Horii’s department had to keep the old system running because it was in clinical use. However, the old system vendor was no longer under contract for service and the new system vendor didn’t want to pay for maintenance of a system they were replacing.

“It took several months of negotiating with both vendors to get the situation resolved,” he said. “The new vendor wound up having to pay the old vendor to keep the system running.”

In this particular case, the new vendor underestimated the migration time so it was technically the vendor’s fault that the old system had to be in use longer than expected, Horii explained.

Prenuptial Agreement
Horii said to get a prenuptial agreement with your PACS vendor.
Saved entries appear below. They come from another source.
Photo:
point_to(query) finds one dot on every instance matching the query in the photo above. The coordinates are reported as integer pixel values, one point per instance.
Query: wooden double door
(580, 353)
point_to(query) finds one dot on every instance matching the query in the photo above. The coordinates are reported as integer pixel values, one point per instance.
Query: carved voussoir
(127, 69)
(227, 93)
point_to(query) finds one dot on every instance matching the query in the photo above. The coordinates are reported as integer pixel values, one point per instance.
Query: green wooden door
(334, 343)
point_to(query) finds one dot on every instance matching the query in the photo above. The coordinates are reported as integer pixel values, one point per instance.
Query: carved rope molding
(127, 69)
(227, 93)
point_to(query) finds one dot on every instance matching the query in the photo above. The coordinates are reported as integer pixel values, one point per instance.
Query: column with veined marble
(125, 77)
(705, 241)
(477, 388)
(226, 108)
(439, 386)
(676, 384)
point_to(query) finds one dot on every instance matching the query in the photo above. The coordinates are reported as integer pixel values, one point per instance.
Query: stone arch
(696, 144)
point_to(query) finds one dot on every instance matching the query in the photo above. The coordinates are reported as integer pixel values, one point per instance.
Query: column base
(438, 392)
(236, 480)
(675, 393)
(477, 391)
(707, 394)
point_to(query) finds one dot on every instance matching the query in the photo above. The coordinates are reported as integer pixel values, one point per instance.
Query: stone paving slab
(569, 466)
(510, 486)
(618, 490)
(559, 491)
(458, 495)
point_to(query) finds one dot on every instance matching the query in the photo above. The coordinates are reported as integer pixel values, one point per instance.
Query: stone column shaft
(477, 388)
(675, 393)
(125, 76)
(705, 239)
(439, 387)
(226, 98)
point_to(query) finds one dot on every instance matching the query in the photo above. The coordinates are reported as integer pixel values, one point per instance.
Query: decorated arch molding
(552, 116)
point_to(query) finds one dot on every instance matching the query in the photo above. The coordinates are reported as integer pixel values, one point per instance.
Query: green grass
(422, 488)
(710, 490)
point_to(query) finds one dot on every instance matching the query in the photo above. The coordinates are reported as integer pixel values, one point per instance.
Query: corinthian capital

It should include guaranteed access to the old database, and if the vendor is going out of business, you want access to their database schema (which will mean something to your IT folks, Horii said).

You also need details of all the intersystem interfaces: DICOM, HL7 messages and what they contain/do, and where they go. Also consider the option to continue service contracts on a month-by-month basis with some cost constraints.

“Tell the old vendor that until you migrate, you need to keep running the old stuff, you’re no longer under full contract so you can try to negotiate a month-to-month or week-to-week contract,” Horii said. “Often, vendors aren’t happy so they are going to jack up the price, so you might want to put some cost constraints on there.”

The continued service should be on the same terms you had when you had the vendor on a full contract.

Ask for guaranteed engineering support for the transition, which includes working with the new vendors and negotiate a schedule of charges for the engineering support.

Surveys
When considering a HIS or RIS replacement, vendors complete comprehensive surveys to determine your workflow and how it can be accommodated by the new system.

Horii’s recommendation: “Everything that you do on your current system, ask the vendor how to do it on the new system…don’t just say ‘we can do it, show me you can do it’.”

Customizations and changes to make the product fit the requirement should be determined up front, and you should note which requirements are absolute and which are flexible, he said.

Watch out for survey teams that only talk to supervisors, it’s the people in the trenches that are doing work every day and have figured out the short-cuts and workarounds. Make sure they talk to the right people, Horii said.

Changing information system vendors is going to be painful, Horii said. There are some things you can do to give yourself some analgesia for the pain, though.